Chapter 11 Linear Regression - Comparing two Continuous Variables

11.1 Part 2 – The F-test Version

So far we have learned how to use a \(t\)–test to find out if looking at an additional variable \(X\) helps us to explain the variation of a variable \(Y\), i.e. if we can improve our predictions of \(Y\) when we know what’s going on with \(X\). If the test is not significant, it means that there is no evidence in the data against the null hypothesis \(H_0: \beta_1 = 0\). This in turn means that we cannot confidently find a line that better explains \(Y\) than the horizontal line showning the mean of y.

Reminding ourselves about this graphical interpretation gives us the opportunity to derive a different method of testing \(H_0: \beta_1 = 0\) which is called \(F\)–test. In the current example, the \(F\)–test is equivalent to the \(t\)–test. Therefore, the following considerations won’t change our conclusions, but they will help us to understand how ANOVA (the topic of the next chapter) is related to linear regression.
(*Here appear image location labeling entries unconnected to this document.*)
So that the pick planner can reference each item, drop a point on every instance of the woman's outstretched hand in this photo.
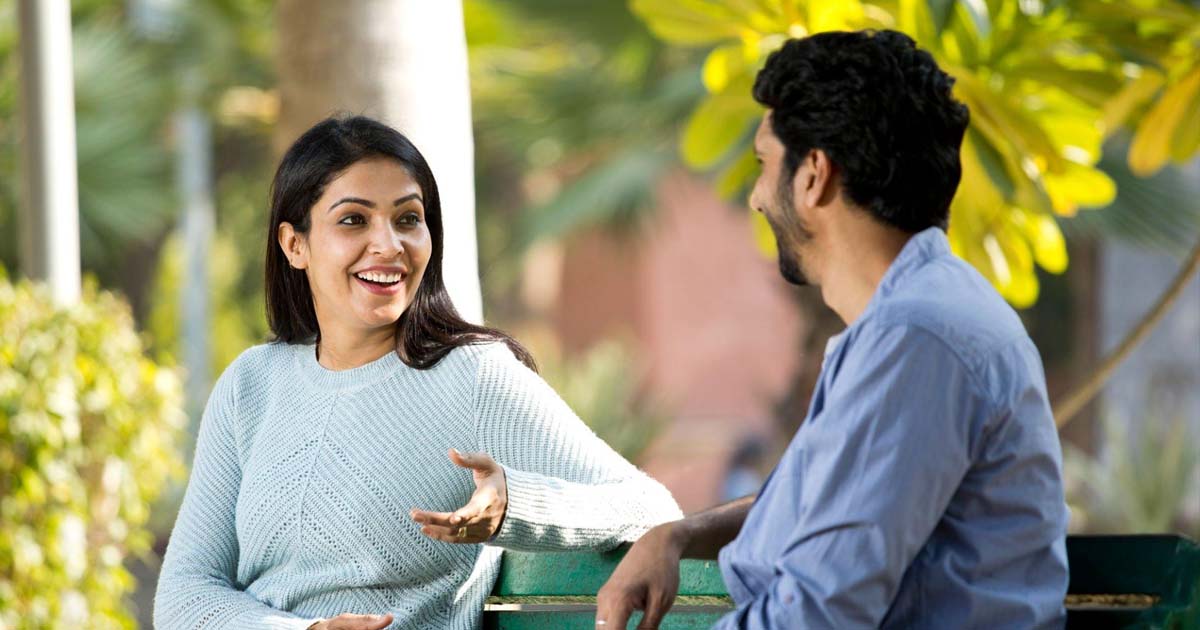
(354, 622)
(481, 517)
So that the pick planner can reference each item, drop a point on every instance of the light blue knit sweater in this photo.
(304, 478)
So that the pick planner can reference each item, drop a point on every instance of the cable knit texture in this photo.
(303, 480)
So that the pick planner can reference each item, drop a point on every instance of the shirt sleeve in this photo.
(197, 586)
(568, 489)
(881, 461)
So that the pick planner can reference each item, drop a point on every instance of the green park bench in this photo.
(1139, 581)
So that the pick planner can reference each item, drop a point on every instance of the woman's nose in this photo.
(387, 241)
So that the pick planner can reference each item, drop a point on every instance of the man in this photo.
(924, 487)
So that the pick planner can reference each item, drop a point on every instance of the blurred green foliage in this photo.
(125, 186)
(90, 429)
(1045, 82)
(604, 391)
(1145, 480)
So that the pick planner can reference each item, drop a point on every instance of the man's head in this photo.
(857, 119)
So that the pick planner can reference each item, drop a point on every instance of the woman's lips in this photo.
(382, 289)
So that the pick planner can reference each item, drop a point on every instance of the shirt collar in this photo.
(921, 249)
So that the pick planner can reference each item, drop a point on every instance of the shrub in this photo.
(90, 431)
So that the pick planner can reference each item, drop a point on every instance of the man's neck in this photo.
(345, 349)
(856, 262)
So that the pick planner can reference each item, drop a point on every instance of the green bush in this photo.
(90, 430)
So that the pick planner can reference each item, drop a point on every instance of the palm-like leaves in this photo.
(1037, 81)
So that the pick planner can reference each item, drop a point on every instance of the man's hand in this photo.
(481, 517)
(646, 580)
(354, 622)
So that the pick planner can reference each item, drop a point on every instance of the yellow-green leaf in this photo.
(1187, 135)
(1049, 246)
(1131, 97)
(763, 238)
(688, 22)
(1077, 186)
(724, 64)
(738, 175)
(717, 125)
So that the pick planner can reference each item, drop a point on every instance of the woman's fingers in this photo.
(358, 622)
(471, 534)
(479, 462)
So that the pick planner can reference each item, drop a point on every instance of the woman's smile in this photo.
(382, 280)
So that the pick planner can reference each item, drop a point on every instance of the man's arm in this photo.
(648, 577)
(702, 534)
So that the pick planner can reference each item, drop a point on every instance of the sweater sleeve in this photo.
(568, 489)
(197, 586)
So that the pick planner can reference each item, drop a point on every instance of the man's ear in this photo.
(294, 246)
(815, 179)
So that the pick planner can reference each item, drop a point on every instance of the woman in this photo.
(316, 450)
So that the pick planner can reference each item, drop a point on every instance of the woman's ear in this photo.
(294, 246)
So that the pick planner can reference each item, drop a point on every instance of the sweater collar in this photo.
(305, 358)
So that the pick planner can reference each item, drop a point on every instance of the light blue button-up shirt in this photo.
(924, 487)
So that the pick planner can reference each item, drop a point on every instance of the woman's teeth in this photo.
(379, 277)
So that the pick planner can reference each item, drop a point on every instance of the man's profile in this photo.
(924, 487)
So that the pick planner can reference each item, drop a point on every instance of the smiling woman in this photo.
(322, 495)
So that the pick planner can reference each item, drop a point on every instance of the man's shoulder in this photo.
(952, 301)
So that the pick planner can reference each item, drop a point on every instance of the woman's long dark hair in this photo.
(431, 327)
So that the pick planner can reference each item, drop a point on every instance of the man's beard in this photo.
(791, 231)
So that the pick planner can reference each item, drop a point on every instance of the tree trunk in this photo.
(403, 63)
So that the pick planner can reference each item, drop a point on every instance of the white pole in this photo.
(195, 135)
(49, 238)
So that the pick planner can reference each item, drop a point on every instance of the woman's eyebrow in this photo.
(407, 198)
(371, 204)
(352, 201)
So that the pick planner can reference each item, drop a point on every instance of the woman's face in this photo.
(366, 249)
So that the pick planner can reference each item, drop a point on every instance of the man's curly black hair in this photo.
(881, 109)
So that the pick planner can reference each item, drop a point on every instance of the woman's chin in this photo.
(382, 317)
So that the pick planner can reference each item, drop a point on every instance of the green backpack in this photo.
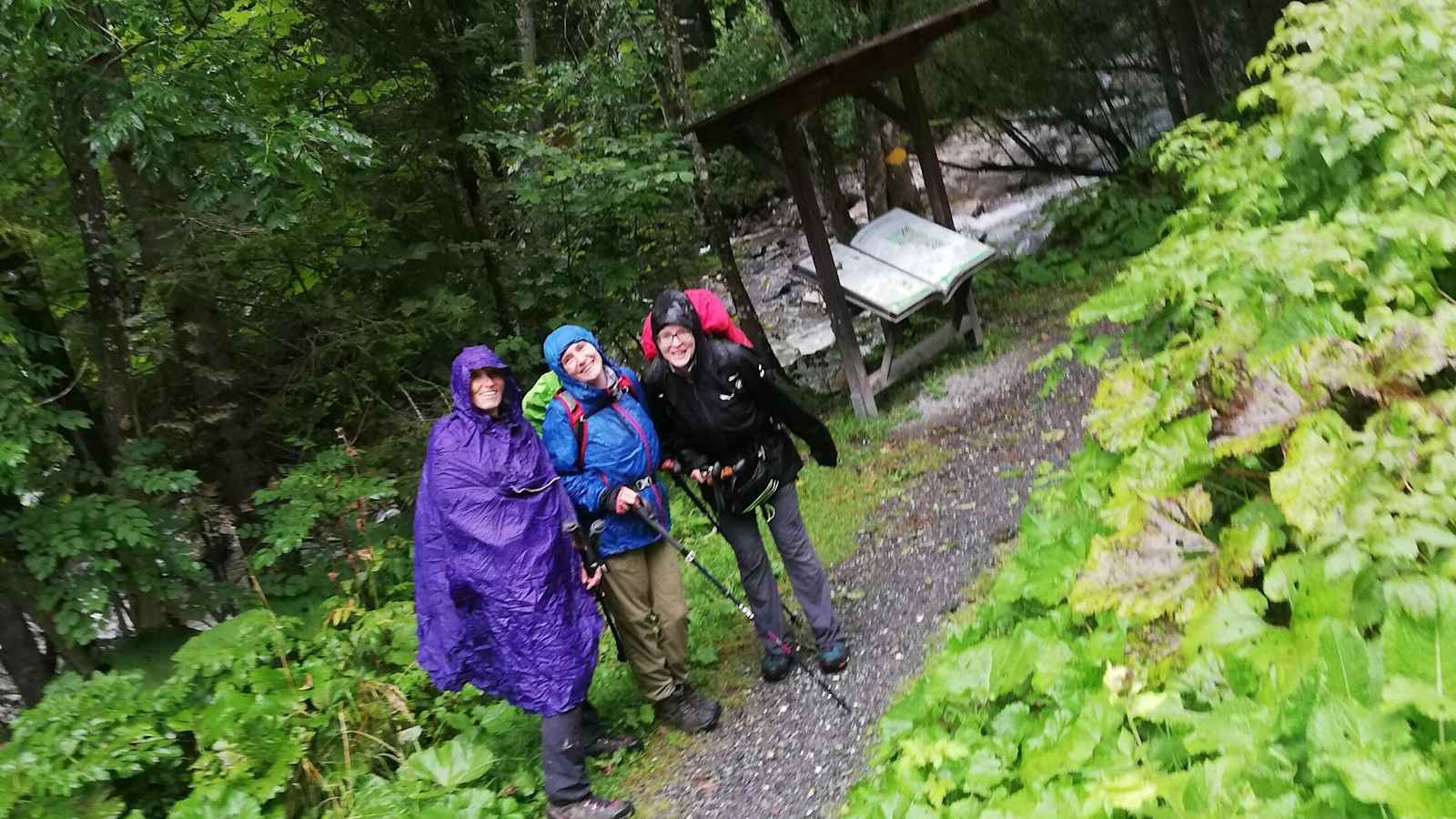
(539, 398)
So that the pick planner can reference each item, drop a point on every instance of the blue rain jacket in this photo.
(621, 446)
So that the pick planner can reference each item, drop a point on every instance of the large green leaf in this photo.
(1419, 639)
(451, 763)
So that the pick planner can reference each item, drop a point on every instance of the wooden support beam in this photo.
(759, 155)
(925, 147)
(801, 184)
(885, 106)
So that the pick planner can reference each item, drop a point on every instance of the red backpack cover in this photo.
(711, 312)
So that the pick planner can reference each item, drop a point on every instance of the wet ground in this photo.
(788, 749)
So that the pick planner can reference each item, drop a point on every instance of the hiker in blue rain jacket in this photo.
(603, 445)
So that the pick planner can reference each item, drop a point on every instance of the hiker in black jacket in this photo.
(727, 426)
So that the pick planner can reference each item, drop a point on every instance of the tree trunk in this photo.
(900, 189)
(1165, 63)
(679, 109)
(480, 222)
(826, 175)
(1193, 57)
(1263, 16)
(783, 25)
(873, 157)
(28, 666)
(526, 29)
(31, 308)
(703, 15)
(203, 378)
(106, 281)
(822, 147)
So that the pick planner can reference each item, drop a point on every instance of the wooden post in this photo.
(801, 184)
(925, 147)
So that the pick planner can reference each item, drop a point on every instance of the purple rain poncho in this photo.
(499, 592)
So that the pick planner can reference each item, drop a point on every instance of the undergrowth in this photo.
(1239, 598)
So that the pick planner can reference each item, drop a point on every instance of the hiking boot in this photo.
(606, 745)
(775, 666)
(834, 658)
(590, 807)
(686, 712)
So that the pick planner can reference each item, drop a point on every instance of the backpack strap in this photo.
(577, 420)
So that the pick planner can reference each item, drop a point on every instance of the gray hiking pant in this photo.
(800, 561)
(564, 753)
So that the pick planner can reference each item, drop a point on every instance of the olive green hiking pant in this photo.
(647, 599)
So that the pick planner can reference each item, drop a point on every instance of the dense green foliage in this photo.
(1241, 596)
(240, 244)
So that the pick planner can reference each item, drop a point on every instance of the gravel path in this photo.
(788, 749)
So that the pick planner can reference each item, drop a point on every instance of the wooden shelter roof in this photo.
(837, 75)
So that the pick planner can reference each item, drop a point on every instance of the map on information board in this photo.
(900, 261)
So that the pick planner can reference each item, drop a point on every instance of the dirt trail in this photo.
(788, 749)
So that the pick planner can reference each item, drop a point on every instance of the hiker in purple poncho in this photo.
(501, 596)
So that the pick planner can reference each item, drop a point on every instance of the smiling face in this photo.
(677, 344)
(582, 361)
(487, 389)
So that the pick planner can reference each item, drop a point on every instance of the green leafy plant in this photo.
(1237, 599)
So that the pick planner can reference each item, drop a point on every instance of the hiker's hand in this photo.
(626, 499)
(590, 581)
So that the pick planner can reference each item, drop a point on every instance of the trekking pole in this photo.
(778, 642)
(592, 561)
(713, 521)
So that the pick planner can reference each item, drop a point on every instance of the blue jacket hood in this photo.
(590, 397)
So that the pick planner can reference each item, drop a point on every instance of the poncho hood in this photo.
(468, 361)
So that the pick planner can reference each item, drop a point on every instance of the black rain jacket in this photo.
(724, 407)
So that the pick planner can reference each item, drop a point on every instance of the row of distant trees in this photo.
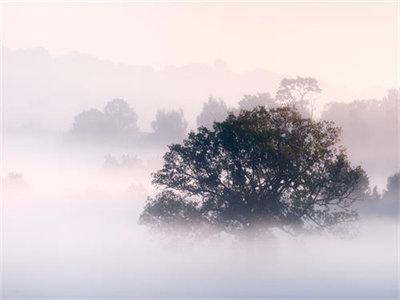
(366, 124)
(117, 123)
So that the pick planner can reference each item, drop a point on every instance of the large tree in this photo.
(254, 171)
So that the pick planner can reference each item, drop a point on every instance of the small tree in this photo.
(258, 170)
(299, 92)
(213, 111)
(250, 102)
(169, 126)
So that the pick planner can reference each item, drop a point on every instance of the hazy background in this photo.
(71, 197)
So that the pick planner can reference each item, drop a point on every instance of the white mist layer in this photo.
(70, 230)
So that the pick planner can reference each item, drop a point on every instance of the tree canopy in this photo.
(254, 171)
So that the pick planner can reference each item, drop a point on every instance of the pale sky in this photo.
(354, 44)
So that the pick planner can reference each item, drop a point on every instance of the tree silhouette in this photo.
(258, 170)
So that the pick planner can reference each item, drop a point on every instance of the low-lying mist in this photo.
(70, 229)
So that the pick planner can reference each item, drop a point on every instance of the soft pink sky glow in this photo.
(354, 44)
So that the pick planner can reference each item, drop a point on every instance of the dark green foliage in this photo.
(257, 170)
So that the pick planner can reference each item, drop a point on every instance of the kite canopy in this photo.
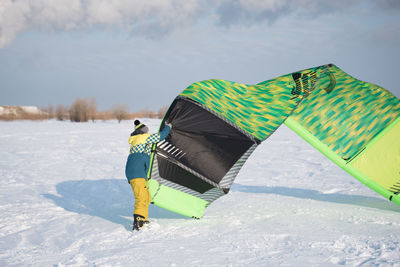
(217, 124)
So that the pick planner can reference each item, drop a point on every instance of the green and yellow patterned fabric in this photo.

If our data offer no evidence against \(H_0\) then we expect that the \(SSR\)73 for the null model (i.e. the horizontal line through \(\bar{y}\)) won’t be much different than the \(SSR\) for our OLS solution (i.e. the line we get by calculating \(\hat \beta_1\) and \(\hat \beta_0\) from the data). As both of these numbers are important, the \(SSR\) for the null model is commonly called \(SST\) (total sum of squares) whereas \(SSR\) specifically denotes the sum of the squared residuals of the OLS solution.

Both numbers are shown in Figure 11.1.

A comparison of SSR, SST and SSM in our simple example with four data points.

Figure 11.1: A comparison of SSR, SST and SSM in our simple example with four data points.

A comparison of SSR, SST and SSM in our simple example with four data points.

Figure 11.1: A comparison of SSR, SST and SSM in our simple example with four data points.

A comparison of SSR, SST and SSM in our simple example with four data points.

Figure 11.1: A comparison of SSR, SST and SSM in our simple example with four data points.

Independent of the example, we know that the OLS solution will overall have smaller residuals than the the null model, because the OLS line is specifically designed to be the line that minimises this criterion. This means that \(SST\) is always bigger than \(SSR\), no matter what the data look like which in turn means that \(SST - SSR\) will always be greater than zero. This number also has its own name, model sum of squares \(SSM\), and it is depicted in the right–hand–side of Figure 11.1.

The actual values of the three quantities for our example are \(SSM\) = 8.1, \(SST\) = 13, and \(SSR\) = 4.9. In general, \(SST\), \(SSR\) and \(SSM\) play a big role for the \(F\)–test and also in the following chapter, so let’s reiterate what we know about them:

  • SST Total sum of squares, i.e. the sum of the squared distances between each point \(y_i\) and the horizontal null model \(\bar{y}\)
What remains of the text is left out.